Porque el amor le había penetrado hasta los huesos, le había tornado débil y sin energías, y al presente le consumía el corazón y el hígado. Y el rey, a fuerza de súplicas y de ruegos, acabó por decidir a su hijo a revelarle la causa de su doloroso estado. Y al descorrerse el velo de aquel camino oculto, el rey besó a su hijo y le estrechó contra su pecho y le dijo: "¡No te importe! refresca tus ojos y calma tu alma cara, pues voy a enviar embajadores míos al rey Qamús, hijo de Tammuz, que reina en las comarcas de Sinn y de Massin, con una carta de mi puño y letra, en que le pediré en matrimonio para ti a su hija Mohra. Y le mandaré, en camellos, fardos de trajes preciosos, joyas valiosas y presentes de todos los colores, dignos de reyes. Y si por desdicha para su vida, el padre de la princesa Mohra no accede a nuestra demanda y con ello se torna en motivo de humillación y de pena para nosotros, enviaré contra él ejércitos de devastación que harán hundirse en sangre su trono y arrojarán al viento su corona. ¡Y de tal suerte nos apoderaremos honorablemente de la bella Mohra la de maneras encantadoras! ".

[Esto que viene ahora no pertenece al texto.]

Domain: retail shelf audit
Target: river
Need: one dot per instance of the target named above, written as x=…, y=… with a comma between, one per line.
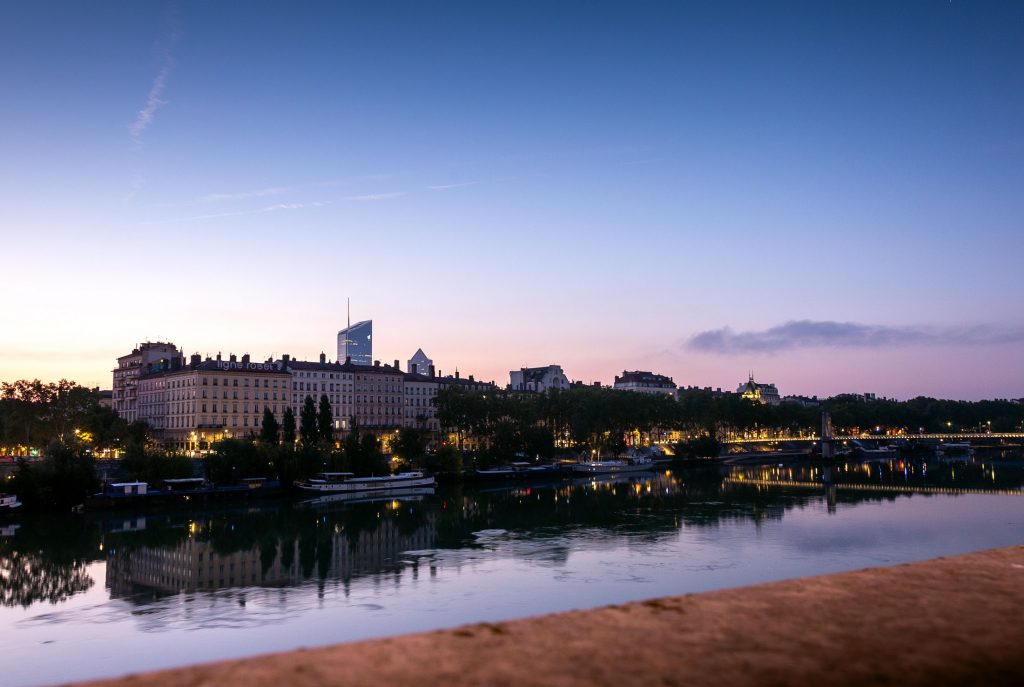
x=96, y=595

Así habló, con su trono dorado, el rey Schams-Schah a su hijo Diamante ante los visires, los emires y los ulemas, que aprobaron con la cabeza las palabras reales.

Pero el príncipe Diamante contestó: "¡Oh asilo del mundo! eso no puede hacerse; antes bien, iré yo mismo y daré la respuesta exigida. Y sólo por mis méritos me llevaré a la princesa milagrosa".

Y al oír esta respuesta de su hijo, el rey Schams-Schah empezó a lanzar gemidos dolorosos, y dijo: "¡Oh alma de tu padre! hasta ahora he conservado por ti la claridad de mis ojos y la vida de mi cuerpo, porque tú eres el único consuelo de mi viejo corazón de rey y el único sostén de mi frente. ¿Cómo, pues, puedes abandonarme para correr en pos de una muerte sin remedio?" Y continuó hablando en estos términos para enternecer su corazón. Pero fué en vano. Y para no verle morir de pena reconcentrada ante sus ojos, se vió obligado a dejarle en libertad de partir.

Y el príncipe Diamante montó en un caballo hermoso como un animal feérico, y emprendió el camino que conducía al reino de Qamús. Y su padre y su madre y todos los suyos se retorcieron las manos de desesperación, y quedaron sumidos en el pozo sin fondo de su desolación.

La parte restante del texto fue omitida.